SeamusMartin | Dec 16, 2011, 12:13 PM EST
The song "Fairytale if NY" has a melancholy ring to it. Never heard it 'til now. This list could not be from Amerikay unless ones looking at an group of 20 year olds. I thought John Lennon's "So This Is Christmas" and Bing Crosby and David Bowie's take on "Little Drummer Boy" would be in the top ten. I'm about 60 and have been involved in music all my life and never, ever heard of any of that top ten... not on the radio, in church, at school or on TV. Why don't you list America's Top Ten.
EdMahoney1 | Dec 16, 2011, 12:07 PM EST
I've never heard this trash before & hopefully will never again.
pat52rk | Dec 16, 2011, 12:07 PM EST
is this a joke, White Christmas by Bing Crosby is the most played Christmas song of all time , fairytale of New York is only heard in Ireland and the UK ..
ceceann | Dec 16, 2011, 11:57 AM EST
You must be joking!
jackinny | Dec 16, 2011, 11:14 AM EST
@rineharts & @sirpeter How right you both are!!! All I had to do was read the rest of the list to see how meaningless this compilation is. With the exception of Band Aid- these are truly awful- only a low brow culture like the one in Britain would elevate them to this status. I have spent enough time from December til January in Ireland & the UK to know THE BRITS REALLY LOVE THIS DRECK
beachcomber | Dec 16, 2011, 10:30 AM EST
Agree with Rinehart...I was so excited to read the headline, thinking FINALLY this awesome song gets the props it deserves...then read that "in Britain" part and felt deflated. Thanks IrishCentral, for bursting a Christmas miracle for me. BAH HUMBUG!
RinehartS | Dec 16, 2011, 09:59 AM EST
'Tis a great song. Two things, might want to mention this is a UK chart (too many people in the US still don't know this song for it to be that big a hit here). And that's not Kirsty!

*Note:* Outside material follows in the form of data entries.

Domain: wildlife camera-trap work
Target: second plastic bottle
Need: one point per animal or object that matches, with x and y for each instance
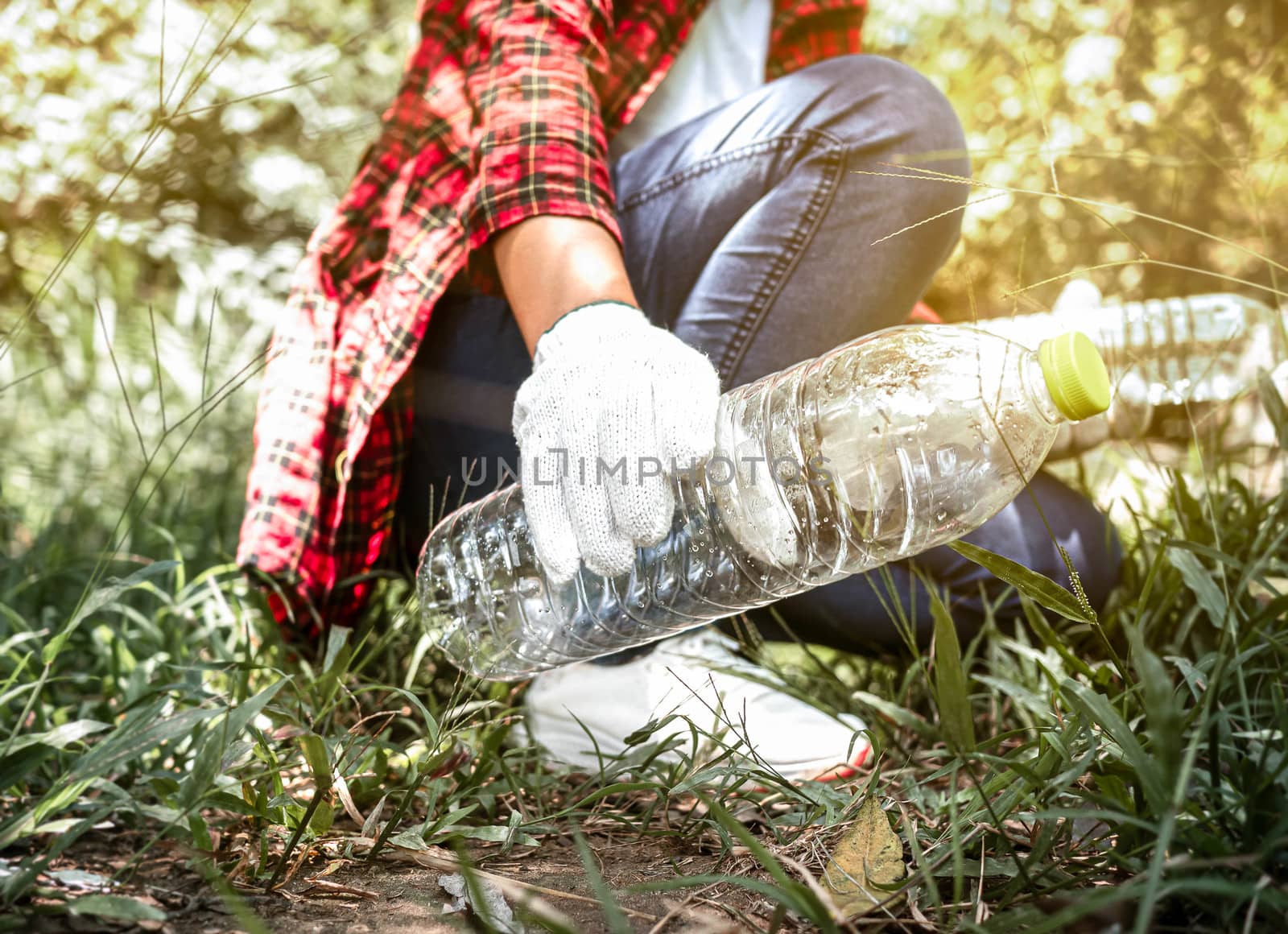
(888, 446)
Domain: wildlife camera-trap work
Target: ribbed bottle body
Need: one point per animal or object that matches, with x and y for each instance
(1162, 352)
(876, 451)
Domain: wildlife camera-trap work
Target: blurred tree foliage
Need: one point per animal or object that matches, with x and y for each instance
(1171, 109)
(196, 147)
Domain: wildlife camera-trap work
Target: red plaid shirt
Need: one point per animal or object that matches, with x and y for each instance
(504, 114)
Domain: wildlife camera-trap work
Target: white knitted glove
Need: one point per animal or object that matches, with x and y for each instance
(612, 403)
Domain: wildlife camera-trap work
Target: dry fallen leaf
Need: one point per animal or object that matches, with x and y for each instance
(866, 862)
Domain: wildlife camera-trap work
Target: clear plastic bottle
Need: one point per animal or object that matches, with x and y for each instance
(881, 448)
(1162, 352)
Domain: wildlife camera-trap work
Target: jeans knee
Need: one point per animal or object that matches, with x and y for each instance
(890, 111)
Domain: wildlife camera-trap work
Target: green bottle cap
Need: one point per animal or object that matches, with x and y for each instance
(1075, 375)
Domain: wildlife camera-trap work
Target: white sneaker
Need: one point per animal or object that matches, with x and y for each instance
(576, 709)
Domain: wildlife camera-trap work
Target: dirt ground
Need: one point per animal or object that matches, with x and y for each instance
(398, 893)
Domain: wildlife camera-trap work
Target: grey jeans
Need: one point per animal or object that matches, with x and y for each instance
(768, 232)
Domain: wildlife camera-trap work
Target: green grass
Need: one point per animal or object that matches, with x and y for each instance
(1131, 764)
(1124, 770)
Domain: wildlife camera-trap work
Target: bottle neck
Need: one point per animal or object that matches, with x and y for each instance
(1036, 388)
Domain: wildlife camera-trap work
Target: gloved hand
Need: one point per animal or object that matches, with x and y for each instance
(612, 401)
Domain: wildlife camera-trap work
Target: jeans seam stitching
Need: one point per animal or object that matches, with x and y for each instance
(712, 163)
(772, 283)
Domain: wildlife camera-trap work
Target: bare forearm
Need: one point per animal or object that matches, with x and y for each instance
(551, 264)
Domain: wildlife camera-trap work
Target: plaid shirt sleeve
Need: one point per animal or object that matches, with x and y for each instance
(502, 116)
(541, 146)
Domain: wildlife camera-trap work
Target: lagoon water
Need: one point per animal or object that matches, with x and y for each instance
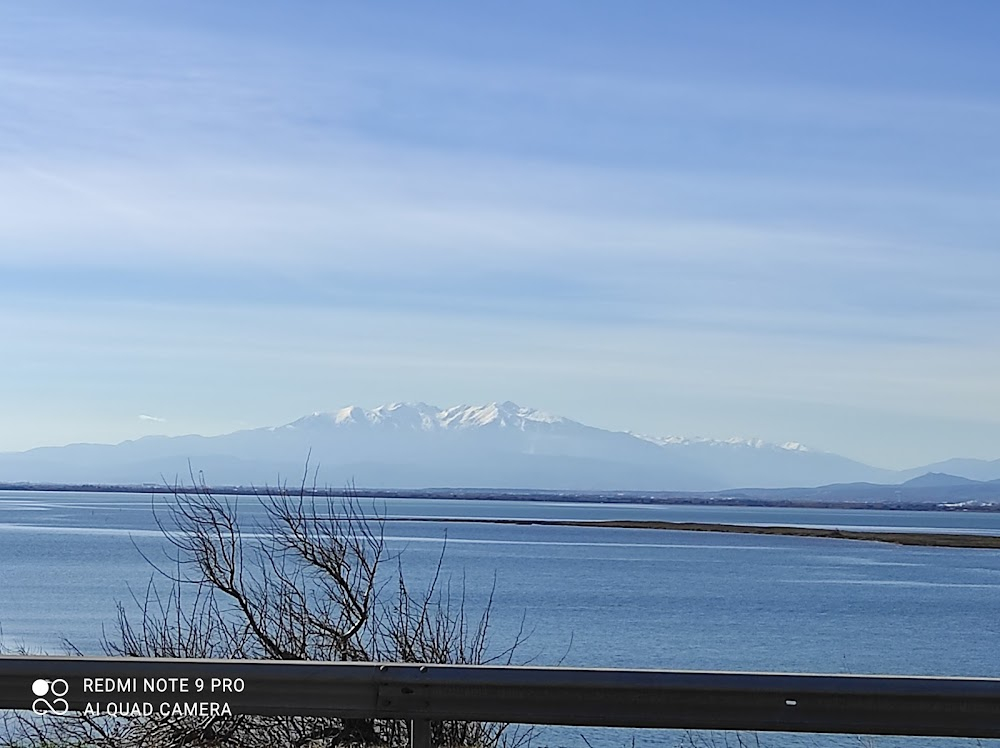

BiffSissy | Dec 16, 2011, 09:48 AM EST
Awful and certainly not reflective of Christmas. It is the only song that does make me cringe
sirpeter | Dec 16, 2011, 09:21 AM EST
Not sure what you mean by a twisted love song.It's about a couple who wander New York – first in love,then in hate, then in melancholic,and then resigned love again.Very realistic in lots of way.The song focuses on shattered dreams and sadness mixed with a back ground of Christmas cheer which I feel is a very effective.To be the first Christmas song to avoid the usual traditional sappyness of Christmas songs is pure genius and the only Christmas song that wouldn't make you cringe if you heard it in the middle of summer.It truly deserves the number one spot.I am looking forward to the great music and songs from Irish artists that only an Irish recession can invoke.